A bright opportunity in the solar industry
Tyler Crowe (SolarEdge Technologies): The economics of solar power have come a long, long way over the past decade. According to Lazard’s levelized cost of energy research report, photovoltaic solar panel costs per megawatt hour of energy produced has decreased 86% since 2008. Moving so far down the cost curve in such a short time has made smaller-scale installations like those on residential or commercial rooftops economically competitive with conventional electricity sources.
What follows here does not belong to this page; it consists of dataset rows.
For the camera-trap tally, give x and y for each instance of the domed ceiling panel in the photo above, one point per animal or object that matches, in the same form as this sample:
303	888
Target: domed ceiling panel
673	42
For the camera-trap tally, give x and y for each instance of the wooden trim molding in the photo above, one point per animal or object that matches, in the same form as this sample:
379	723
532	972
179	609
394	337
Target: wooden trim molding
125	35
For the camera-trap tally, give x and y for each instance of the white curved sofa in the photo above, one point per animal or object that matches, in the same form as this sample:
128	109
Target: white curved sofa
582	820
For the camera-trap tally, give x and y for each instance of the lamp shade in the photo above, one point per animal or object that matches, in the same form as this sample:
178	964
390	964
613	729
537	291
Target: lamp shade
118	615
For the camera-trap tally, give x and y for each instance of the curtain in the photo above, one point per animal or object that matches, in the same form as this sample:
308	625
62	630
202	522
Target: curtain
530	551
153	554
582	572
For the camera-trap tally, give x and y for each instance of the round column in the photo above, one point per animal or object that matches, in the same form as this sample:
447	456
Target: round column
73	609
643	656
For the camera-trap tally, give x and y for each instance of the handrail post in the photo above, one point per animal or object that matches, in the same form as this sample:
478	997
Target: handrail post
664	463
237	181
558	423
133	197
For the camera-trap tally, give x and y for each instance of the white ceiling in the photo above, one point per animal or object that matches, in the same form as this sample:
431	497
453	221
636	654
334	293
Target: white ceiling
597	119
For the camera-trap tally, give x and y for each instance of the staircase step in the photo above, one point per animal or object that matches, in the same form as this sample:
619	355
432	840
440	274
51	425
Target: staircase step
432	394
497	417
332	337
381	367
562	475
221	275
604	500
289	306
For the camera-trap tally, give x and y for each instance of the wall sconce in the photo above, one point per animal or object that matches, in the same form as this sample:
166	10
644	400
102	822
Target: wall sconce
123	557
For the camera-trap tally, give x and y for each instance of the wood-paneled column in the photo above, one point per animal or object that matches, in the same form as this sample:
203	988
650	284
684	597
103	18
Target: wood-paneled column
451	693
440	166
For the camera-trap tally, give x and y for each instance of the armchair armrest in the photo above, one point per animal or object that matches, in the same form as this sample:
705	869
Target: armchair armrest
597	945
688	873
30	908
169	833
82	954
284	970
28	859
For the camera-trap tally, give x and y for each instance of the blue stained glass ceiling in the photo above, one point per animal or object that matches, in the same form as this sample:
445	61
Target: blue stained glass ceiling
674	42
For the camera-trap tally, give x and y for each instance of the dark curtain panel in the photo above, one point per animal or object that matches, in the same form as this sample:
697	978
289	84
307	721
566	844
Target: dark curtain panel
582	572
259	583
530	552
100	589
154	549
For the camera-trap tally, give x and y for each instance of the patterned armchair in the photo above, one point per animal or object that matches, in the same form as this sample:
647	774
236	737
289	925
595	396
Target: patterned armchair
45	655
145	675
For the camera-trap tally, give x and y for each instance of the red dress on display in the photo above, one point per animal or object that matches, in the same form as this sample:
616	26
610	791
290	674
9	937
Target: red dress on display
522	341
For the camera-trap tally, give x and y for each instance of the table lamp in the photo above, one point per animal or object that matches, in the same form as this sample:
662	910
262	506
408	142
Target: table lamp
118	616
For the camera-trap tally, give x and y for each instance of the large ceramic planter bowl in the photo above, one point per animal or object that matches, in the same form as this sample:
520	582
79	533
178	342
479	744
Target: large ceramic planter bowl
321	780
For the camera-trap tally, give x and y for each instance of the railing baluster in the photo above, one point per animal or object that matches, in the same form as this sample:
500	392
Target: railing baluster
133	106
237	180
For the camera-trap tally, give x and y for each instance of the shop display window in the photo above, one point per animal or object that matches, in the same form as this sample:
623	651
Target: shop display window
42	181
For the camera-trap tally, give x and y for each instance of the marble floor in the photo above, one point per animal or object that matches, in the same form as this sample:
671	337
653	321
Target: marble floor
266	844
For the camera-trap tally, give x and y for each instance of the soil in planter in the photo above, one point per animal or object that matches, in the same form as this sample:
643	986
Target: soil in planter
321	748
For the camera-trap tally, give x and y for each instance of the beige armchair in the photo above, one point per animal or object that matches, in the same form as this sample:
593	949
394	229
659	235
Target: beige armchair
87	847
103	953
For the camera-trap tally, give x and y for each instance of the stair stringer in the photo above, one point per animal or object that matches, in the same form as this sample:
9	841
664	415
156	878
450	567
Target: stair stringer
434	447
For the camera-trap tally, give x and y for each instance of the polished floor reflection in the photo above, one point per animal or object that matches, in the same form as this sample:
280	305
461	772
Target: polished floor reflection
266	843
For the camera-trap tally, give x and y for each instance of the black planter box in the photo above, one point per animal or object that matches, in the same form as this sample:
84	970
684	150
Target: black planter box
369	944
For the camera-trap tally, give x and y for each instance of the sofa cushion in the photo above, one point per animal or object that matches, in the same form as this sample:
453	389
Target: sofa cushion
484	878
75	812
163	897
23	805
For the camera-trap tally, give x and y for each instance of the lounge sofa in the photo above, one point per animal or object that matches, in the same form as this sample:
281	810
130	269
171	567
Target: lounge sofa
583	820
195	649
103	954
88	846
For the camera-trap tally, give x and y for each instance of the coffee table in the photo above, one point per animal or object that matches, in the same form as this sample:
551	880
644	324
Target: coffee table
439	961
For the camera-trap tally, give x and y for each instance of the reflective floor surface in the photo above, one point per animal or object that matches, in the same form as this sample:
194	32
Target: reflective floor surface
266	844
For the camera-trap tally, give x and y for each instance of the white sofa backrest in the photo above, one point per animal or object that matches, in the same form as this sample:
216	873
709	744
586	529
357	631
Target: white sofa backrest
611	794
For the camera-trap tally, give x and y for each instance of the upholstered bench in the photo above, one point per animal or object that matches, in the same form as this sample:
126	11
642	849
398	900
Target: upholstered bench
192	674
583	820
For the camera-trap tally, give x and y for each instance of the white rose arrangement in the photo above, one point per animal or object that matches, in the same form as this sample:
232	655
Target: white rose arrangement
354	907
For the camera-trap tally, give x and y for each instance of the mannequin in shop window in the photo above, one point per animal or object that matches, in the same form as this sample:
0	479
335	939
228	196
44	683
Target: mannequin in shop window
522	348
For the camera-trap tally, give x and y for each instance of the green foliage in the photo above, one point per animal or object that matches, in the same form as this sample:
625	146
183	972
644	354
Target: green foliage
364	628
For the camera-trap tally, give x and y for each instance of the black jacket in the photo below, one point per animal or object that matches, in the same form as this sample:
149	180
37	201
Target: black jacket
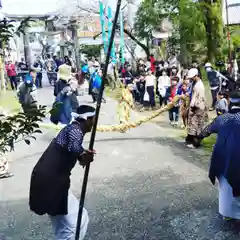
50	181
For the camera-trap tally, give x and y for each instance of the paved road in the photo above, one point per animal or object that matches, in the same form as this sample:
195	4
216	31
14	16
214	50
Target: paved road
143	185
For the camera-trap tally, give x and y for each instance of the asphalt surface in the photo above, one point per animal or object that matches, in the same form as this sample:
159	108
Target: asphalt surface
143	185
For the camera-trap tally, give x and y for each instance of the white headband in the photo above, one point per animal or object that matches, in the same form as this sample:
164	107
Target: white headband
84	116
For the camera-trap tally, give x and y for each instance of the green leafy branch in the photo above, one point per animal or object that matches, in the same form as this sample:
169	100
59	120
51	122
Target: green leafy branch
20	127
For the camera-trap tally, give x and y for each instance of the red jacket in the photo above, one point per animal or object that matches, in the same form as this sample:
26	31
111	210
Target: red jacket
152	60
11	70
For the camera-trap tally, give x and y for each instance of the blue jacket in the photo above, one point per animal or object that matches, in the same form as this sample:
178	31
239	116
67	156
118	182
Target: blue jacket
226	153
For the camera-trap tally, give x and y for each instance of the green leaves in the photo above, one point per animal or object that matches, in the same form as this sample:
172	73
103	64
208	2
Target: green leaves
20	127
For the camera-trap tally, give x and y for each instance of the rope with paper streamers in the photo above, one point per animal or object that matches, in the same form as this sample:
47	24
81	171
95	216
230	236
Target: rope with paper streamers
126	126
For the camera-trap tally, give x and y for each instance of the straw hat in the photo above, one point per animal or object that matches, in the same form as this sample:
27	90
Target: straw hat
64	72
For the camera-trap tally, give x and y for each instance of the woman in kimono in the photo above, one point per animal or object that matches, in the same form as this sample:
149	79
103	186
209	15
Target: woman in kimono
197	110
50	181
225	165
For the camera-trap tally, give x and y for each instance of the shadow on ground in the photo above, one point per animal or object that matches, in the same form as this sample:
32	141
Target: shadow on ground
198	157
143	206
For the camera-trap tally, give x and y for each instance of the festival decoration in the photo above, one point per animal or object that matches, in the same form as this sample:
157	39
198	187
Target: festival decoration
123	127
94	128
102	21
121	37
110	27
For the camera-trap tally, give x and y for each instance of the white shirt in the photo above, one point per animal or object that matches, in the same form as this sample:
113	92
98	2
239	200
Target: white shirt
150	80
164	81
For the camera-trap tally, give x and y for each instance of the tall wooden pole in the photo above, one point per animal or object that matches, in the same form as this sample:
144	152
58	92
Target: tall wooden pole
92	140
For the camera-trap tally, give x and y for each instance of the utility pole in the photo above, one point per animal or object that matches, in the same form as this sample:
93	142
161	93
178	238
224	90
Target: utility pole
27	55
74	28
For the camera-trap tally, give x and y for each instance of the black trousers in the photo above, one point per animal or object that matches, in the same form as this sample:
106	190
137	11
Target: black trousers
13	82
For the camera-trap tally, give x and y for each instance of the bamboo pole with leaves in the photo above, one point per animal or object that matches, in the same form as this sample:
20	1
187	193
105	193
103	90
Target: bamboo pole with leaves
92	139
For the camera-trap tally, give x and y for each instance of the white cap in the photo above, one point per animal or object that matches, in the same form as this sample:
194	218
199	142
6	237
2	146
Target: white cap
208	65
192	73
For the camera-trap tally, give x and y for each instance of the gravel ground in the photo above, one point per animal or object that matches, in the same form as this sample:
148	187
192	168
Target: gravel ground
143	185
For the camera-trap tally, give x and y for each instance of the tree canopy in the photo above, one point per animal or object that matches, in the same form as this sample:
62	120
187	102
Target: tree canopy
197	26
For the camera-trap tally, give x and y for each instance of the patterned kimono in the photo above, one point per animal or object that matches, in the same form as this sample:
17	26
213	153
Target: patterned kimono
197	113
224	165
125	104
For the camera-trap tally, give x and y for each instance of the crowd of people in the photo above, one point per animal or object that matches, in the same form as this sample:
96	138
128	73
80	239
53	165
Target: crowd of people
49	190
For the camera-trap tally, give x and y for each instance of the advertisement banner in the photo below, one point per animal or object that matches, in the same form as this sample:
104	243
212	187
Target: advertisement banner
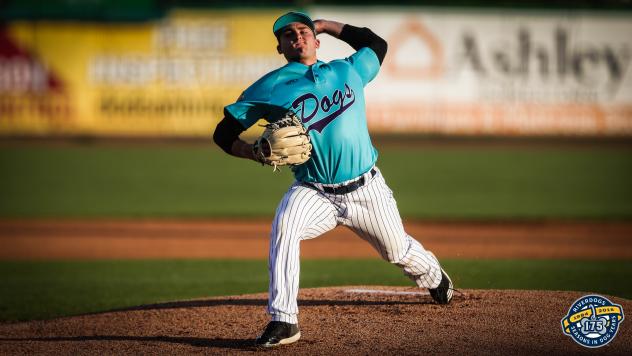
170	77
496	72
449	72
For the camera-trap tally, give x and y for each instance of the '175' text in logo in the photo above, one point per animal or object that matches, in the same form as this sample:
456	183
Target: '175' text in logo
592	321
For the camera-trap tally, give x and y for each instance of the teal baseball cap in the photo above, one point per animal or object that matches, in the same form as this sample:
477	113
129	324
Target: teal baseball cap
290	17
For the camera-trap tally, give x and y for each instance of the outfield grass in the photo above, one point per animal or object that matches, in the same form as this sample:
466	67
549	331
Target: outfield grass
41	290
200	181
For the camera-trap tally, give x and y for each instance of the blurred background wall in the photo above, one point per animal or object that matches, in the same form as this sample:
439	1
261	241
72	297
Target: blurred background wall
167	68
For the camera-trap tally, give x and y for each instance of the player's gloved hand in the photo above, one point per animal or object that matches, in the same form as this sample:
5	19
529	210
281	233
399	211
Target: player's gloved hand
283	142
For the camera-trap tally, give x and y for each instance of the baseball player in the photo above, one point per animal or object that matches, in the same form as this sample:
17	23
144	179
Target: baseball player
340	184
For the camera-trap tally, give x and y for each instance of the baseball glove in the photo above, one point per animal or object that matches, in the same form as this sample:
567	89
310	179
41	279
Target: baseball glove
283	142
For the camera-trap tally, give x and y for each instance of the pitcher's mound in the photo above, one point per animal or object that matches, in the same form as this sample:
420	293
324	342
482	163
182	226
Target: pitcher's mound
358	320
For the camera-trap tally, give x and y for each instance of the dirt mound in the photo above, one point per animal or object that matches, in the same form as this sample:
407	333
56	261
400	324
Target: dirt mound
342	320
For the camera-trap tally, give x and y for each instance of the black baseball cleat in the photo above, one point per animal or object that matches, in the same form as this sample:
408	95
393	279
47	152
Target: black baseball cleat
443	293
278	333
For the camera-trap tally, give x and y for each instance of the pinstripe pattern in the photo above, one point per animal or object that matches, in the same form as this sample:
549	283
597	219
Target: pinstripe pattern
370	211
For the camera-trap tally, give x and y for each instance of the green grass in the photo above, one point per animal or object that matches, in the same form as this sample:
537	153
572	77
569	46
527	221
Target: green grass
200	181
41	290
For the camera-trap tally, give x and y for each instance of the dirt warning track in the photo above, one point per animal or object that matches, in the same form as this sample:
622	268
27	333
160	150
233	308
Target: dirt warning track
102	239
333	321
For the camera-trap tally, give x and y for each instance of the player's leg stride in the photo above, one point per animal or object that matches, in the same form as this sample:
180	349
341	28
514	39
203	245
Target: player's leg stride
317	125
278	333
443	293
As a result, residential and commercial scale applications are becoming a larger portion of total installed solar power capacity.
One company that has helped to fuel the surge in smaller-scale applications is SolarEdge Technologies. The company builds the components necessary to convert the power produced by panels (direct current) into the power used in homes and businesses (alternating current). While the process of “inverting” current isn’t necessarily a complex one, it’s the other things that SolarEdge’s components do that enabled the company to capture a dominant market share in a few short years, notably the ability to maximize the output of each individual panel and provide individual panel monitoring. These components are essentially the brains of a solar installation and will play a critical role as solar power gets combined with energy storage.
The combination of solar’s rapid rise and SolarEdge’s ability to capture market share has led to fantastic growth over the past few years. What’s more, the high margins of its components have translated into earnings and free cash flow growth that you don’t normally find in fast-growing companies of this size.
There are some fears that solar power installation rates are going to stall out over the next year or so from tariffs and uncertainty related to certain tax subsidies. Also, competitors have seen SolarEdge’s margins and are looking to take a piece of the pie. This may slow the company’s growth a bit, but there is a lot of pessimism baked into the stock recently, with shares trading at a price-to-earnings ratio of 19. For a company with long-term growth prospects and a profitable business model like this one, SolarEdge Technologies looks like a great buy.